Un entrepôt oublié avec 2.750 tonnes de nitrate d’ammonium dans le port. C'est le point de départ présumé des deux explosions meurtrières de Beyrouth. Le port est un lieu fortement symbolique puisqu'il incarne à la fois l'économie du Liban, grâce aux huit millions de tonnes de marchandises qui y transitent chaque année, mais aussi une plaque tournante du marché noir et de la contrebande, symbole de la corruption.

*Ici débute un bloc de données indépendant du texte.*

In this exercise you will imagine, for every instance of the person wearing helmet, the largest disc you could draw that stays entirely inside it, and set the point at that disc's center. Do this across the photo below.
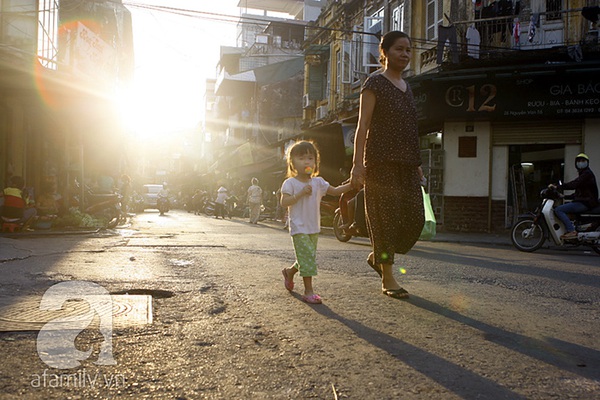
(583, 199)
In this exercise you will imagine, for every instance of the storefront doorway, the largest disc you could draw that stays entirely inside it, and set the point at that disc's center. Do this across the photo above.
(533, 167)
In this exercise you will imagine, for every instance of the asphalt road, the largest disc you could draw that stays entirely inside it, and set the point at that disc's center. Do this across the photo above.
(484, 321)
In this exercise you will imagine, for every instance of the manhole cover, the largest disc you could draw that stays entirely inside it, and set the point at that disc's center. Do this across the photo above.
(24, 314)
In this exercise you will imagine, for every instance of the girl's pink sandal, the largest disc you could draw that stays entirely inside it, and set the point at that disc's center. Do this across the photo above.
(288, 283)
(312, 299)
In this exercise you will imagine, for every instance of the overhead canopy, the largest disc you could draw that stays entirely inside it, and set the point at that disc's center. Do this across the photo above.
(292, 7)
(229, 85)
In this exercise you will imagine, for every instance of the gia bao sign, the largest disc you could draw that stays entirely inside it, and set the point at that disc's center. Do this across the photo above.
(556, 95)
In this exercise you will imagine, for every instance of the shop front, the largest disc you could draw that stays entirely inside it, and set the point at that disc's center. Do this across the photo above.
(507, 134)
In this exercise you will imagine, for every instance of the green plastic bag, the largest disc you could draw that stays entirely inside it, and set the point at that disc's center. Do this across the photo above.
(428, 231)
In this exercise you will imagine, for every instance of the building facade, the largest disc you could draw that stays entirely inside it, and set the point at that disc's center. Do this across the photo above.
(60, 64)
(506, 91)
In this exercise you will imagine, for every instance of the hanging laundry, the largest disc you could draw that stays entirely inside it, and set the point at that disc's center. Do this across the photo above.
(533, 24)
(473, 41)
(591, 13)
(447, 33)
(575, 53)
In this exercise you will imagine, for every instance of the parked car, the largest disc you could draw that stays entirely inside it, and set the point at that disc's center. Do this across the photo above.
(150, 194)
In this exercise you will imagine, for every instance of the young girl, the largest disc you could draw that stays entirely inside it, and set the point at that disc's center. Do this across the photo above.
(301, 192)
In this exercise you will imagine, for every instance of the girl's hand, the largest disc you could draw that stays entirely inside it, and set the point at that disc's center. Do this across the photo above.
(357, 176)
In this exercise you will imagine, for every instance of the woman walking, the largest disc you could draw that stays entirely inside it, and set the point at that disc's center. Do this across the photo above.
(387, 159)
(254, 201)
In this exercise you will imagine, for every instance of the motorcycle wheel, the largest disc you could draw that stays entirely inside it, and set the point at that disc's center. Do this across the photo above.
(113, 217)
(338, 231)
(596, 248)
(528, 236)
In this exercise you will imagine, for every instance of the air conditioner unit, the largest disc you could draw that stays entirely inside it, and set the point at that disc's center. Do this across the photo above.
(306, 103)
(322, 112)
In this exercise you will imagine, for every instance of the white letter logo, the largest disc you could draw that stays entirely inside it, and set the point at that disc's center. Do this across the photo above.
(56, 340)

"Le port, c'est surtout le Hezbollah"

Un chef d'entreprise le confirme, les pots-de-vins y sont réguliers pour faire disparaître les taxes douanières. En particulier, parce que la gestion du port a été confiée à un groupe privé. Selon Rabih El Chaer, avocat et dirigeant de l'ONG anticorruption Sakker El Dekkene, (ferme l'épicerie), l'Etat libanais "est infiltré par des mafias qui mettent leurs mains sur des secteurs particuliers".

Dans le cas du port, "c'est surtout le Hezbollah" qui est aux manettes, comme l'explique Rabih El Chaer. Le parti politique, proche de l'Iran, est considéré comme une organisation terroriste par les Etats-Unis. "C'est très stratégique pour faire passer ses armes et ses munitions et alimenter ce que le Hezbollah appelle sa résistance". Saad Hariri, Premier ministre libanais jusqu'en janvier 2020, s'était d'ailleurs rendu en septembre dernier pour promettre un meilleur contrôle des docks. 

La contestation ravivée par la tragédie

Depuis le drame, la grogne monte au Liban à l'encontre de la classe politique, jugée responsable de l'état du pays. Sur Europe 1, le photojournaliste Maher Attar s'est dit en proie à "une colère sourde contre cette classe politique corrompue, pourrie, incompétente, qui se passe le pouvoir depuis des générations".

Un journaliste libanais connu, Marcel Ghanem, dont l'émission télévisée bénéficie d'une large audience, a quant à lui lancé : "Partez tous ! (...) Vous êtes corrompus, négligents, destructeurs, immoraux. Vous êtes des lâches. C'est votre lâcheté et votre négligence qui ont tué les gens". C'est dans ce contexte que le président Emmanuel Macron se rend à Beyrouth, jeudi, pour rencontrer "l'ensemble des acteurs politiques".